Die russische LGBT-Bewegung hat IOC-Präsident Thomas Bach aufgefordert, noch vor den Winterspielen in Sotschi (7. bis 23. Februar) das umstrittene Anti-Homosexuellen-Gesetz unabhängig untersuchen zu lassen.

"Wir sind zutiefst besorgt darüber, dass es kein klares Statement oder irgendeine Aktion von Seiten des Internationalen Olympischen Komitees gibt", schrieb die Organisation der Lesben, Schwulen, Bi- und Transexuellen an die Nachrichtenagentur "AFP".

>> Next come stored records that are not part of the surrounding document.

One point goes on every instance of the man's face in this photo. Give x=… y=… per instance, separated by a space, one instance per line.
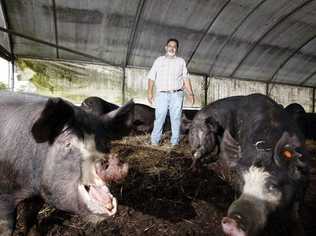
x=171 y=48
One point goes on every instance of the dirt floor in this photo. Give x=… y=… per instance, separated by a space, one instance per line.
x=161 y=196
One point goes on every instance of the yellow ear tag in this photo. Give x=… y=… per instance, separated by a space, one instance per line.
x=287 y=154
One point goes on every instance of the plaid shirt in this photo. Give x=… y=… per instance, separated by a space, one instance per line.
x=168 y=73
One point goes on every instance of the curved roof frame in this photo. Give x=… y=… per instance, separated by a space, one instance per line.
x=219 y=51
x=206 y=31
x=291 y=56
x=282 y=19
x=9 y=55
x=135 y=29
x=140 y=9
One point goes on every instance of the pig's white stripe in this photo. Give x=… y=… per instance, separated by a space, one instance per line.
x=256 y=186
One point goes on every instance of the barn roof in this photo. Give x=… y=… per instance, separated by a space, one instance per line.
x=262 y=40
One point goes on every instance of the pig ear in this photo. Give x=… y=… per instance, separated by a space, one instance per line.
x=284 y=151
x=230 y=149
x=52 y=120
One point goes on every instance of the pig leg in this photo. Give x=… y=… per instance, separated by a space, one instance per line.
x=6 y=222
x=27 y=211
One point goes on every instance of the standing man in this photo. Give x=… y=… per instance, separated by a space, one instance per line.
x=170 y=76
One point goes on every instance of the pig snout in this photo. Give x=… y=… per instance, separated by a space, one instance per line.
x=231 y=227
x=244 y=218
x=111 y=170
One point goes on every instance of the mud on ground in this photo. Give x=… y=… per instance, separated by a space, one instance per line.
x=161 y=196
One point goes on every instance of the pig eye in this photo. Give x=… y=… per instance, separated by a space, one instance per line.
x=272 y=188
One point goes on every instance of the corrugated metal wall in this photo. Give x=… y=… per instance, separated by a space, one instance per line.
x=75 y=81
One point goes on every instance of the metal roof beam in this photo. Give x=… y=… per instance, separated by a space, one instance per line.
x=233 y=33
x=7 y=24
x=308 y=78
x=5 y=53
x=206 y=31
x=56 y=28
x=290 y=56
x=133 y=34
x=260 y=81
x=282 y=19
x=11 y=32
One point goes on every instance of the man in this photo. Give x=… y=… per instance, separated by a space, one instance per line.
x=170 y=76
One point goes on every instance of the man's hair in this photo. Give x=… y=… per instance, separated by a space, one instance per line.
x=173 y=40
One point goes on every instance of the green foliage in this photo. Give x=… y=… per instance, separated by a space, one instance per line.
x=3 y=86
x=42 y=82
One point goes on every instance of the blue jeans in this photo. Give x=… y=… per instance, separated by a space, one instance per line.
x=167 y=101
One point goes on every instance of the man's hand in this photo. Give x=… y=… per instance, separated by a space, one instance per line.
x=191 y=98
x=150 y=98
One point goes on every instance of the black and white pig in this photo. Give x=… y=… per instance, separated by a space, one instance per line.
x=55 y=150
x=262 y=148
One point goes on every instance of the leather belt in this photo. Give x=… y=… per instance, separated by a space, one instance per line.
x=171 y=91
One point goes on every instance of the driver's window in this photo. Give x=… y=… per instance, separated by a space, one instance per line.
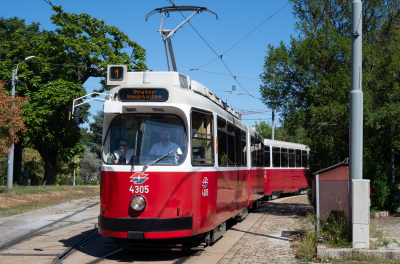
x=143 y=138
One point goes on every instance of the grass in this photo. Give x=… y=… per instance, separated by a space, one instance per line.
x=21 y=199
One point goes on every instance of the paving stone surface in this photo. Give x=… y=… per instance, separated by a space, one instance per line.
x=263 y=242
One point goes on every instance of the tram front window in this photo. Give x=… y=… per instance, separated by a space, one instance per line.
x=143 y=138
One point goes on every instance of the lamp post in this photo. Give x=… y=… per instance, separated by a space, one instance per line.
x=10 y=169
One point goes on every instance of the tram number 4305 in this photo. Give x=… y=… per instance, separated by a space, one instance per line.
x=139 y=189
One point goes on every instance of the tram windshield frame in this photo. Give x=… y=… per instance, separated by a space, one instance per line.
x=146 y=137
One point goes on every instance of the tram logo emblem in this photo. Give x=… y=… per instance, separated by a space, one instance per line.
x=204 y=182
x=139 y=178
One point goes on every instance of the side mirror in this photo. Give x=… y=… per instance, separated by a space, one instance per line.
x=73 y=119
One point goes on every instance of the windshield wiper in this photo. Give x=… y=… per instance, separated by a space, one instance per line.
x=154 y=161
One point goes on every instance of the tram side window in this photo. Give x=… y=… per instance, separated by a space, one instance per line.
x=284 y=158
x=304 y=159
x=222 y=144
x=231 y=145
x=253 y=152
x=292 y=162
x=238 y=142
x=202 y=138
x=267 y=160
x=298 y=158
x=276 y=157
x=244 y=149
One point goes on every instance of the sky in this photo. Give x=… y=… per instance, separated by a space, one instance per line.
x=236 y=19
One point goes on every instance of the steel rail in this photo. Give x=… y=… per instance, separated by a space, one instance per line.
x=38 y=231
x=79 y=244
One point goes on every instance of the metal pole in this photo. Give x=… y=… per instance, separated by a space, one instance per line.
x=273 y=125
x=10 y=169
x=356 y=103
x=317 y=201
x=392 y=157
x=356 y=94
x=74 y=169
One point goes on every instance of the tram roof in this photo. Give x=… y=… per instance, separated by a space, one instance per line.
x=174 y=79
x=278 y=143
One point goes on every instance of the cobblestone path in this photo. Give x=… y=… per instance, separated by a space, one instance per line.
x=265 y=242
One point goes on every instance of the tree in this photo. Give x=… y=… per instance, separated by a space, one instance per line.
x=265 y=130
x=81 y=47
x=11 y=122
x=308 y=81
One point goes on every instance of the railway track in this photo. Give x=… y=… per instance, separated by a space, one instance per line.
x=93 y=234
x=43 y=229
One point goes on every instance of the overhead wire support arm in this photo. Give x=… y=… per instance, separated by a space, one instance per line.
x=77 y=99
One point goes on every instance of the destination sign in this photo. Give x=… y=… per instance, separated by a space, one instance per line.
x=116 y=73
x=143 y=95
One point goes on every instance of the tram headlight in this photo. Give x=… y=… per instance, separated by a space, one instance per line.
x=138 y=203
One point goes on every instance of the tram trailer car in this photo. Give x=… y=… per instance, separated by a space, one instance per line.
x=214 y=172
x=285 y=166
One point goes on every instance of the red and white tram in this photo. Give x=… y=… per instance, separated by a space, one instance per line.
x=178 y=163
x=285 y=163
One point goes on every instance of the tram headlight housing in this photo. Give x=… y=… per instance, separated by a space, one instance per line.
x=138 y=203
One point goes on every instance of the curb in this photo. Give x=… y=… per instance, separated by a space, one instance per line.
x=353 y=253
x=379 y=214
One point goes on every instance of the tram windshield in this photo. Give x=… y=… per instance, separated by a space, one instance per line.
x=143 y=138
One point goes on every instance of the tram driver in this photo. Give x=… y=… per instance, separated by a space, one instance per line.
x=124 y=155
x=165 y=146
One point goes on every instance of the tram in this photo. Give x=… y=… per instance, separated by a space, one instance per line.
x=285 y=164
x=189 y=166
x=177 y=163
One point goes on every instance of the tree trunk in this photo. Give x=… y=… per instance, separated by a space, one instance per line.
x=50 y=167
x=17 y=171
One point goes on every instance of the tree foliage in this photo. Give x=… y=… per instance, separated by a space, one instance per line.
x=264 y=128
x=81 y=47
x=11 y=122
x=309 y=80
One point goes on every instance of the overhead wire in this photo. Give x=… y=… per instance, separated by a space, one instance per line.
x=220 y=57
x=246 y=35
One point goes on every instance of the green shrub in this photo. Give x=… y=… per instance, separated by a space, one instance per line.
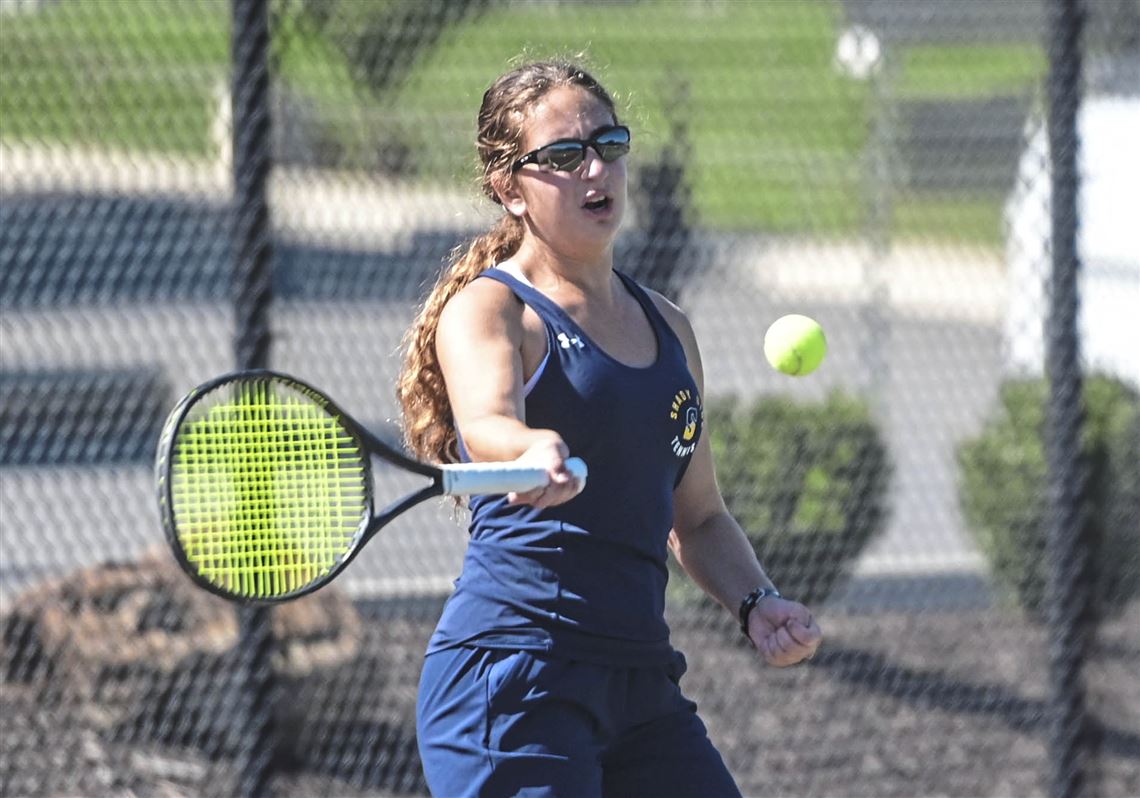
x=1004 y=491
x=806 y=481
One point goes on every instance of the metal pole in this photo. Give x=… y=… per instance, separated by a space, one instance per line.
x=1067 y=546
x=252 y=295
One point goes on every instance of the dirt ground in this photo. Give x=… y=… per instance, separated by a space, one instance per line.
x=934 y=703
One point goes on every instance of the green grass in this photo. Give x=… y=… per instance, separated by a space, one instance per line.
x=115 y=73
x=969 y=71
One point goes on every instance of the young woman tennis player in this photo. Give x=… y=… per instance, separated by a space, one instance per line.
x=551 y=670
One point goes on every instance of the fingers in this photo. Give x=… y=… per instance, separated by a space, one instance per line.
x=791 y=643
x=562 y=487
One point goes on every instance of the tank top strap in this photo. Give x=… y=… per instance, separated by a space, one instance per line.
x=546 y=309
x=660 y=325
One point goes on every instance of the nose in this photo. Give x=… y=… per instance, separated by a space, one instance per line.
x=593 y=163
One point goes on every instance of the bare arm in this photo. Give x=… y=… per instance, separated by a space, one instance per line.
x=714 y=550
x=479 y=344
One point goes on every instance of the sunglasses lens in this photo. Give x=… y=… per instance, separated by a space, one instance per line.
x=562 y=156
x=612 y=144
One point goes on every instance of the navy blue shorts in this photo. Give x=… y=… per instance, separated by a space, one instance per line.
x=513 y=723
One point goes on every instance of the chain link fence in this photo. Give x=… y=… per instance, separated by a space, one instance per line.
x=880 y=165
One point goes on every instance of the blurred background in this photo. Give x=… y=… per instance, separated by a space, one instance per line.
x=881 y=165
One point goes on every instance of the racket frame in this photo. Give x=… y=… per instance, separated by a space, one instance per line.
x=368 y=444
x=444 y=479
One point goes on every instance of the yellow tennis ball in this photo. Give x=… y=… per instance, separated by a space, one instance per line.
x=795 y=344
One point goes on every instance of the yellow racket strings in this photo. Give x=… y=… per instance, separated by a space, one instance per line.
x=268 y=489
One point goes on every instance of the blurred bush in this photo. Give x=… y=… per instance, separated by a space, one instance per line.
x=1004 y=491
x=806 y=481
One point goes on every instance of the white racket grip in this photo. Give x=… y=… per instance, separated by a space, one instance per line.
x=464 y=479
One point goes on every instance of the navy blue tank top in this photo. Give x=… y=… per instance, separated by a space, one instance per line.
x=585 y=579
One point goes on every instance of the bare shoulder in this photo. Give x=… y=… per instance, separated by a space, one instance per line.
x=480 y=303
x=676 y=318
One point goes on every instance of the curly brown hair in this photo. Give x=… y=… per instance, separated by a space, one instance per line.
x=428 y=426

Jedes Mitglied der Olympischen Familie solle sich vor einer Regierung hüten, die für die Rechte homosexueller Menschen nicht garantiert, heißt es weiter.

Dabei sei es irrelevant, ob Russlands Präsident Wladimir Putin erklärt habe, es werde keine Diskriminierung Olympischer Athleten in Sotschi geben.

Putin hatte mit der Unterzeichnung des Anti-Homosexuellen-Gesetzes Ende Juni international für Empörung gesorgt, sogar Boykott-Forderungen gegen die Spiele waren laut geworden. Danach hatte der Staatspräsident erklärt, das Gesetz sei nicht zur Ausgrenzung von "Menschen mit nicht-traditioneller Orientierung" verabschiedet worden.

"Es geht dabei nur um den Schutz Minderjähriger vor öffentlicher Propaganda durch nicht traditionell orientierte Menschen", sagte Putin.